Introductory Guide
Welcome. If you have years of experience designing and running clinical studies, you are in the right place. Your expertise in protocols, patient populations, and clinical endpoints is the perfect foundation for the world of observational health research.
This guide is designed to bridge the gap between your deep clinical and statistical knowledge and a powerful new toolset for analyzing real-world data: the OMOP Common Data Model and the R programming language. We will introduce new concepts gradually, always connecting them back to the principles of high-quality clinical research you already know.
Think of this as a new, powerful extension of your existing toolkit—one that allows you to ask research questions at a scale and speed previously unimaginable.
- 1. The “Why” - Introducing the OMOP Common Data Model
- 2. The “What” - How OMOP Organizes Information
- 3. The “Where” - Your Study in the IOMED Data Space Platform
- 4. The “How” - Defining Variables in R
- 5. The Core Task - Creating Study Populations (Sub-Cohorts)
- 6. The Payoff - Getting Results (Tables & Plots)
- 7. The Path Forward - Performing Analysis
1. The “Why” - Introducing the OMOP Common Data Model
In your work, you know the immense value of clean, structured, and standardized data, as is typical in clinical trials.
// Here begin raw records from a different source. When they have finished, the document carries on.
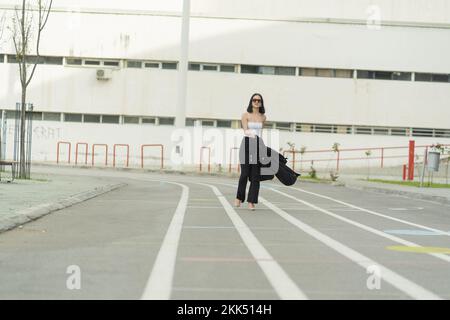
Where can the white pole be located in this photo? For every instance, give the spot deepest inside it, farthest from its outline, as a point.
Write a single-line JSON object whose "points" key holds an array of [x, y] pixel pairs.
{"points": [[180, 120]]}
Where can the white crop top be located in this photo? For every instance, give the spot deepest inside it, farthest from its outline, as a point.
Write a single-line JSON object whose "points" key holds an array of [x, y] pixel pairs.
{"points": [[255, 128]]}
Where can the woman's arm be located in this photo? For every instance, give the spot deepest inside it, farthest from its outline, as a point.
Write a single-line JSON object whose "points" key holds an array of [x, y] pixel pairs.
{"points": [[244, 120]]}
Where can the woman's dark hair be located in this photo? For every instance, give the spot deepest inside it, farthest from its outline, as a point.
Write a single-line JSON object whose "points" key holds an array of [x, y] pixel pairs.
{"points": [[261, 108]]}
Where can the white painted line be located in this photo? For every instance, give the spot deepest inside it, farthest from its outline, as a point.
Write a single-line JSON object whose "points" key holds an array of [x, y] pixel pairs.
{"points": [[159, 284], [375, 213], [283, 285], [408, 287], [364, 227]]}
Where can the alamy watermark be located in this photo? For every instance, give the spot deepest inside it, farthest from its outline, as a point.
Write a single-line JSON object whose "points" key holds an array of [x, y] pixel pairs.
{"points": [[73, 282], [374, 280]]}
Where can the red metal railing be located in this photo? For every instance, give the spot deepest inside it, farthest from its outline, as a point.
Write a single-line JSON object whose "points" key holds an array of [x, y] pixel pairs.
{"points": [[93, 153], [152, 145], [231, 153], [209, 158], [57, 149], [76, 151], [339, 157], [114, 153]]}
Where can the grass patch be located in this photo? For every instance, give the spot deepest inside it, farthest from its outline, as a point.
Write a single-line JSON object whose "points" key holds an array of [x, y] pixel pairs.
{"points": [[411, 183]]}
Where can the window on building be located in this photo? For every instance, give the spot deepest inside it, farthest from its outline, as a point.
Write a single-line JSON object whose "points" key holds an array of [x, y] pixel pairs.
{"points": [[302, 127], [53, 60], [284, 126], [399, 132], [111, 63], [72, 117], [11, 58], [439, 77], [365, 74], [381, 131], [194, 66], [209, 67], [344, 129], [91, 62], [110, 119], [35, 115], [73, 61], [227, 68], [92, 118], [224, 123], [51, 116], [422, 132], [329, 73], [383, 75], [207, 123], [134, 64], [34, 60], [406, 76], [341, 73], [442, 133], [266, 70], [154, 65], [363, 130], [169, 65], [249, 69], [422, 76], [130, 120], [308, 72], [324, 128], [167, 121], [146, 120], [269, 125]]}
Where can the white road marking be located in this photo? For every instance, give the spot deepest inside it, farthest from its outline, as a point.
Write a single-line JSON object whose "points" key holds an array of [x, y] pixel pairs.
{"points": [[376, 213], [159, 284], [283, 285], [408, 287], [364, 227]]}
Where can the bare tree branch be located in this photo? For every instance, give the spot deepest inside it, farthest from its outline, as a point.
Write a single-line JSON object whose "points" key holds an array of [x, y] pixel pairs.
{"points": [[43, 12], [24, 29]]}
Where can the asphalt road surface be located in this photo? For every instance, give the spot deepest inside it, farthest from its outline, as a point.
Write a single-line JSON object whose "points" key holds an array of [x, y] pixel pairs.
{"points": [[180, 237]]}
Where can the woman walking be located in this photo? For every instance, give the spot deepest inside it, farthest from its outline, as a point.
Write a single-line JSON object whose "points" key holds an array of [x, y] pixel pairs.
{"points": [[252, 123]]}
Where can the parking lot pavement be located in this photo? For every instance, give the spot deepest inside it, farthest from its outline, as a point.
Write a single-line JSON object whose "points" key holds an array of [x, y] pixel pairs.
{"points": [[164, 236]]}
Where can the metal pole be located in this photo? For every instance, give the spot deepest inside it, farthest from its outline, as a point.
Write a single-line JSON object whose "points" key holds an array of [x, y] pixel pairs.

However, the data generated during routine healthcare—from Electronic Health Records (EHRs), insurance claims, and patient registries—is often messy and stored in thousands of different formats across the globe. This fragmentation makes it incredibly difficult to conduct large-scale, reproducible research.
This is the problem the OMOP Common Data Model (CDM) solves.
OMOP is a universal standard, or a “common language,” for structuring healthcare data. By transforming diverse datasets into this single, consistent format, OMOP allows us to:
- Ask the Same Question Everywhere: Run a single analysis script across multiple databases from different hospitals or countries and get comparable, meaningful results.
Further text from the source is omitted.